Il Summit, che ha fatto seguito al primo Global Forum on Buildings and Climate svoltosi a Parigi nel 2024, ha promosso un dialogo multilivello tra stakeholder volto a tradurre gli impegni globali in soluzioni operative e scalabili, con particolare attenzione ai Paesi emergenti e in via di sviluppo. SBCS26 è stato co-organizzato dal Centre for Worldwide Sustainable Construction dell’École polytechnique fédérale de Lausanne (EPFL) e dal Global Alliance for Buildings and Construction del Programma delle Nazioni Unite per l’Ambiente.
Nel corso del Summit, ricercatori e ricercatrici del CNR ISPC sono intervenuti come speaker e facilitatori del workshop Culture, Heritage, and Social Sustainability: Foundations for a Sustainable and Resilient Future dedicato a cultura, patrimonio e sostenibilità sociale, co-organizzato da Climate Heritage Network (di cui il CNR ISPC è partner), Architecture 2030, Built Buildings Lab ed EPFL.
Il caso studio di Villa Mondragone e il progetto PRIN 2022 BEACON
All’interno del workshop è stato presentato il caso studio di Villa Mondragone, sviluppato nell’ambito del progetto PRIN 2022 BEACON – Built hEritage sustAinable CONservation, coordinato dal CNR ISPC e realizzato in collaborazione con l’Università di Roma Tor Vergata e l’Università di Ferrara.
Il progetto BEACON mira a consolidare workflow di interoperabilità tra Heritage Building Information Modelling (HBIM) e Building Energy Modelling (BEM), favorendo il trasferimento tecnologico per il miglioramento energetico e ambientale del patrimonio costruito, in una prospettiva integrata di adattamento e mitigazione climatica.
Il workshop ha registrato un’ampia partecipazione, con oltre 40 esperti del settore delle costruzioni provenienti da diversi Paesi, e ha stimolato un confronto approfondito sulle opportunità e sulle criticità degli interventi di miglioramento energetico ed ambientale negli edifici storici.
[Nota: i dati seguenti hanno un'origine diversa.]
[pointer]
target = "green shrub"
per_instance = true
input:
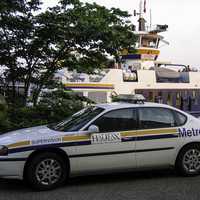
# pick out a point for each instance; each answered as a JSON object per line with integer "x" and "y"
{"x": 53, "y": 107}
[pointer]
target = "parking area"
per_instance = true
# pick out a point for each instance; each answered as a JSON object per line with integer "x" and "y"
{"x": 151, "y": 185}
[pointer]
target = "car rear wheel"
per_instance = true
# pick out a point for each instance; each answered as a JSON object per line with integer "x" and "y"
{"x": 46, "y": 171}
{"x": 188, "y": 162}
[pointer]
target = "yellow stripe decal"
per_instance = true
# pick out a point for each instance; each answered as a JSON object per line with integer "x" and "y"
{"x": 19, "y": 144}
{"x": 89, "y": 84}
{"x": 75, "y": 138}
{"x": 148, "y": 132}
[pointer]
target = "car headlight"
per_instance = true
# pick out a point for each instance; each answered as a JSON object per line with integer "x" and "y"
{"x": 3, "y": 150}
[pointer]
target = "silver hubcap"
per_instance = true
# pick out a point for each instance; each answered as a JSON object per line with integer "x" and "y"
{"x": 191, "y": 160}
{"x": 48, "y": 171}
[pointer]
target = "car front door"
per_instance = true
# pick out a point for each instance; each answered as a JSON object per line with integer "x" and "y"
{"x": 156, "y": 138}
{"x": 113, "y": 147}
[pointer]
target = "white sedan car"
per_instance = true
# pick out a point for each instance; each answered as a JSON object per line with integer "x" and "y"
{"x": 104, "y": 138}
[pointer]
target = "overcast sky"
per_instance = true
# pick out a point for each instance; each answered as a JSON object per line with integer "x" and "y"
{"x": 182, "y": 16}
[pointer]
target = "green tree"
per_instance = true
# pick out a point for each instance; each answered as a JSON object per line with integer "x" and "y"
{"x": 75, "y": 35}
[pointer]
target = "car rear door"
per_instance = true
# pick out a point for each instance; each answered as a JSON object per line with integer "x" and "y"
{"x": 113, "y": 148}
{"x": 156, "y": 137}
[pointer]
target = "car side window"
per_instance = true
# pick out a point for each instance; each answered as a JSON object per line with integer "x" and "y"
{"x": 151, "y": 118}
{"x": 117, "y": 120}
{"x": 180, "y": 118}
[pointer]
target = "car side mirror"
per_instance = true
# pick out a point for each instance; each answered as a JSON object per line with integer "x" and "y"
{"x": 93, "y": 129}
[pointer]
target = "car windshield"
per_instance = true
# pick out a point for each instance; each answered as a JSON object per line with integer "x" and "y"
{"x": 78, "y": 120}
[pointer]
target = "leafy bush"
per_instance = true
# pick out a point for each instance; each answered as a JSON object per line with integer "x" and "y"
{"x": 53, "y": 107}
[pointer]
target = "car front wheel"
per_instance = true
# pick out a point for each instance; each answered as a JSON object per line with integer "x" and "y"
{"x": 46, "y": 171}
{"x": 188, "y": 162}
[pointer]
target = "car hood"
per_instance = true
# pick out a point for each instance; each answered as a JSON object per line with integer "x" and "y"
{"x": 30, "y": 134}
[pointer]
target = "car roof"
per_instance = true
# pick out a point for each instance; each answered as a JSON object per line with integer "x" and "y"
{"x": 119, "y": 105}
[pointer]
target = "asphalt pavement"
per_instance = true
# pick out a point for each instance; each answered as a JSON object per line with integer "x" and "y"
{"x": 151, "y": 185}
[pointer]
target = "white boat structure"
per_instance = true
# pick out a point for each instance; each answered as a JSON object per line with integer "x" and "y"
{"x": 140, "y": 72}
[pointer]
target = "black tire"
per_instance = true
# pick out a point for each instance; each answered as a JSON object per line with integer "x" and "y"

Il dibattito ha messo in evidenza barriere ricorrenti, tra cui vincoli economici, rigidità normative, disomogeneità delle competenze tra gli attori coinvolti, difficoltà di coordinamento tra stakeholder e la complessità intrinseca della progettazione di interventi compatibili con i valori culturali del patrimonio.
È stata inoltre sottolineata la necessità di approcci più inclusivi e accessibili, in particolare nei contesti del Sud globale, nonché il rischio di maladattamento, legato all’adozione di soluzioni non adeguatamente calibrate che possono compromettere i valori culturali, materiali ed ambientali degli edifici storici.
Parallelamente, il confronto ha evidenziato l’esigenza di soluzioni integrate e processi decisionali strutturati, supportati da strumenti avanzati quali l’HBIM e le simulazioni delle prestazioni energetiche e ambientali, all’interno di approcci aperti e coerenti con i principi FAIR. Il caso studio ha infine rimarcato l’importanza di percorsi di formazione mirati e dello sviluppo di una cultura professionale condivisa, capace di conciliare la tutela del patrimonio con gli obiettivi di sostenibilità energetica e ambientale.
Il contributo del CNR ISPC all’Agenda globale per il clima
Nell’ultima giornata del Summit, il CNR ISPC ha inoltre preso parte al seminario Advancing Culture and Heritage in the UNFCCC Global Climate Action Agenda, contribuendo al dibattito su Heritage Now! e sulla campagna Heritage Adaptation 3000×2030, di cui l’Istituto è partner. Il confronto ha avuto come obiettivo il contributo alla definizione di un Plan to Accelerate Solutions (PAS) in vista della COP31 e delle successive tappe dell’United Nations Framework Convention on Climate Change (UNFCCC).
Il seminario ha rappresentato un’occasione di dialogo stimolante sulle azioni climatiche basate sulla cultura e sulla decarbonizzazione dell’ambiente costruito, favorendo lo scambio tra esperienze e prospettive provenienti sia dal Nord che dal Sud globale, nella consapevolezza di una sfida climatica condivisa su scala globale.
La partecipazione del CNR ISPC ha confermato il ruolo dell’Istituto nel dibattito internazionale sulla conservazione sostenibile del patrimonio costruito e sul contributo che esso può offrire alla costruzione di un futuro resiliente e climaticamente responsabile.